Using ‘genetic scissors’, experts were able to snip out the virus from infected T cells in the laboratory, removing all traces.

Experts said the hope is the technique could one day be developed into a treatment, stopping the need for lifelong antiviral medication.

HIV integrates into the DNA of the person infected, taking over the host’s cell machinery to replicate.

Using ‘genetic scissors’, they were able to snip out the virus from infected T cells in the laboratory, removing all traces (stock)

The latest UKHSA data shows HIV diagnoses increased by 22 per cent — from 3,118 in 2021 to 3,805 in 2022

While it can be effectively controlled with anti-viral therapies, ‘reservoirs’ for reinfection remain, allowing it to take hold again if treatment stops.

Scientists want to develop a treatment which can stop it evading the body’s immune system.

Using the Crispr genome-editing technique, researchers at Amsterdam UMC, the Netherlands, honed in on the part of the virus which is the same across all known HIV strains.

They were also able to target these ‘hidden’ HIV reservoir cells by focusing on specific proteins found on the surfaces of these cells.

Writing ahead of the European Congress of Clinical Microbiology and Infectious Diseases, the authors said ‘these findings represent a pivotal advancement towards designing a cure strategy’.

‘While these preliminary findings are very encouraging, it is premature to declare that there is a functional HIV cure on the horizon,’ they added.

Lead researcher Dr Elena Herrera-Carrillo said the hope is to provide a therapy capable of combating multiple HIV variants effectively.

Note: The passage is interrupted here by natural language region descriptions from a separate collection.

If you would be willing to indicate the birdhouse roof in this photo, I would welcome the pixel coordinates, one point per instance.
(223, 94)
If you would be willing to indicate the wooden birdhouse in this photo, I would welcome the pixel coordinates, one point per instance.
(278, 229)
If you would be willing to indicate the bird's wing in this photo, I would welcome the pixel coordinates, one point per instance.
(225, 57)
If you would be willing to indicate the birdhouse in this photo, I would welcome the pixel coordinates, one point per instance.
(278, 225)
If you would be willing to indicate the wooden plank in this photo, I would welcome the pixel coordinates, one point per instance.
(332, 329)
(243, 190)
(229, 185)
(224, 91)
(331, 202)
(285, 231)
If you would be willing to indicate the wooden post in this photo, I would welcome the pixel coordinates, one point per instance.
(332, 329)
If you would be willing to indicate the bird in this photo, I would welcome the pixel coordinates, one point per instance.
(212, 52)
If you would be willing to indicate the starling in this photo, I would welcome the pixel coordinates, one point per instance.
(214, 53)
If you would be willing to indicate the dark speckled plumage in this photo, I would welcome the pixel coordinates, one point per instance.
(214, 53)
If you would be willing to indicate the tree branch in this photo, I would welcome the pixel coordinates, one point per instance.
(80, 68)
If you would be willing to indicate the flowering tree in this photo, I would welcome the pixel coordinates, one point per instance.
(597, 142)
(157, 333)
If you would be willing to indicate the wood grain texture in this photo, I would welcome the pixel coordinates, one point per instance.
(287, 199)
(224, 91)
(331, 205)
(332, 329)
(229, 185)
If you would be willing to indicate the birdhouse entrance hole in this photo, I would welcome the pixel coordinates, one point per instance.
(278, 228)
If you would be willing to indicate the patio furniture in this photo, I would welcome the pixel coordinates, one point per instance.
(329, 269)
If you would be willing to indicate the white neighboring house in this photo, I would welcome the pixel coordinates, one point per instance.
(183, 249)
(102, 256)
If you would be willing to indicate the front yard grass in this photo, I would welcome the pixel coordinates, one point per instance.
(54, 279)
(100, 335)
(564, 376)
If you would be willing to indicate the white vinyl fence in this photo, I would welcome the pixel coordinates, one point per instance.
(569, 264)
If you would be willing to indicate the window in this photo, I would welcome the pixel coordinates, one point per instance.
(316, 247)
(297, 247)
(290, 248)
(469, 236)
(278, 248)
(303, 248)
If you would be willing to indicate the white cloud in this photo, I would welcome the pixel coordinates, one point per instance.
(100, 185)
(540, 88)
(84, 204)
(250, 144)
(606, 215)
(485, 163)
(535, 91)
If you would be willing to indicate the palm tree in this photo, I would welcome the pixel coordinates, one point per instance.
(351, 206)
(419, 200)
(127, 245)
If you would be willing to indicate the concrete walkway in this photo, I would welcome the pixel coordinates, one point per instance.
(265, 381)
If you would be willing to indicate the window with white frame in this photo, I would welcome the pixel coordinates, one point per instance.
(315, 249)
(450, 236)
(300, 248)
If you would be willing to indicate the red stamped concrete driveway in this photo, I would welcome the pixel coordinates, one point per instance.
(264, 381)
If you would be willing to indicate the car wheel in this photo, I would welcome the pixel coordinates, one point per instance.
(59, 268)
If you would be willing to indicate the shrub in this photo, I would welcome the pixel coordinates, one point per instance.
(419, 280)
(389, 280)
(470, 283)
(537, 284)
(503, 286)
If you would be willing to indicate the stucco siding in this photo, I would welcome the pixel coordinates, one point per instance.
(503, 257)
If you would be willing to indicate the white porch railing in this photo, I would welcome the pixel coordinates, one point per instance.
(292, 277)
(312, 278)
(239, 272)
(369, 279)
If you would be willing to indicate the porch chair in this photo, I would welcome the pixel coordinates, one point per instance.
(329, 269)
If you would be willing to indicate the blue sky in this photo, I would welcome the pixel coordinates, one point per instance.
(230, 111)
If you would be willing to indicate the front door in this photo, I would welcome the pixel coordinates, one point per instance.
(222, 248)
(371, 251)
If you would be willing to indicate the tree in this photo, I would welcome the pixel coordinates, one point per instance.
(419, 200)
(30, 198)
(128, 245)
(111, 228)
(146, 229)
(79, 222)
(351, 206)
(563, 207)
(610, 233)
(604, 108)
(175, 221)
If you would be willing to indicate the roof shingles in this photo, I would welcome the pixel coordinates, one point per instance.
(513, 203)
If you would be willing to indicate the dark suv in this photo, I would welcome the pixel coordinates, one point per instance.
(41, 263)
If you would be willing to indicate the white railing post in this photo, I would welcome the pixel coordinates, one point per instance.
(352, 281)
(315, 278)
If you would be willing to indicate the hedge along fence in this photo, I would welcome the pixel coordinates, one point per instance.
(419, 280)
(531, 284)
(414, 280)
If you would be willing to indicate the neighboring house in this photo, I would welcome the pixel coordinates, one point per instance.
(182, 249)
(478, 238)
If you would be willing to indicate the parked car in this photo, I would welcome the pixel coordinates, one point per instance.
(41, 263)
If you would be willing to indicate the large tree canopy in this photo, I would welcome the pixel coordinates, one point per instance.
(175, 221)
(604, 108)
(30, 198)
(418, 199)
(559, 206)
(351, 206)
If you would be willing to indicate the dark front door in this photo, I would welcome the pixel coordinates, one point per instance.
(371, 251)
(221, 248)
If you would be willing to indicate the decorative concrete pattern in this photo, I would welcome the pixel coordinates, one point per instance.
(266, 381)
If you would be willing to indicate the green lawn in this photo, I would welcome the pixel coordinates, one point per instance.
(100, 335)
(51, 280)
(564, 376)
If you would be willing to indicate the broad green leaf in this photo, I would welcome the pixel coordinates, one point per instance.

But she said significant work will be needed to turn the ‘proof of concept’ into a treatment to target the majority of the HIV reservoir cells, which is likely still years away.

It remains one of a number of advances in the field, with successful use of the technique in monkeys last year leading to recruitment for the first human trials.

Elsewhere, University of Pittsburgh School of Medicine researchers claim to have identified drugs that show promise in reversing HIV’s ability to escape detection by the immune system.

Drugs traditionally used on cancer patients called proteolysis targeting chimeras, or PROTACs, they were able to target a key protein and suppress HIV replication, while showing signs that the immune response could be restored.

Commenting on the research, Dr James Dixon, an associate professor of stem cell and gene therapy technologies at the University of Nottingham, said talk of a cure was still some time off.

He said: ‘Using CRISPR technology to snip out or deactivate the HIV genome is a well discussed but promising strategy.

‘However the delivery of these systems remains a significant issue and much more work will be needed to demonstrate results in these cell assays can happen in an entire body for a future therapy.’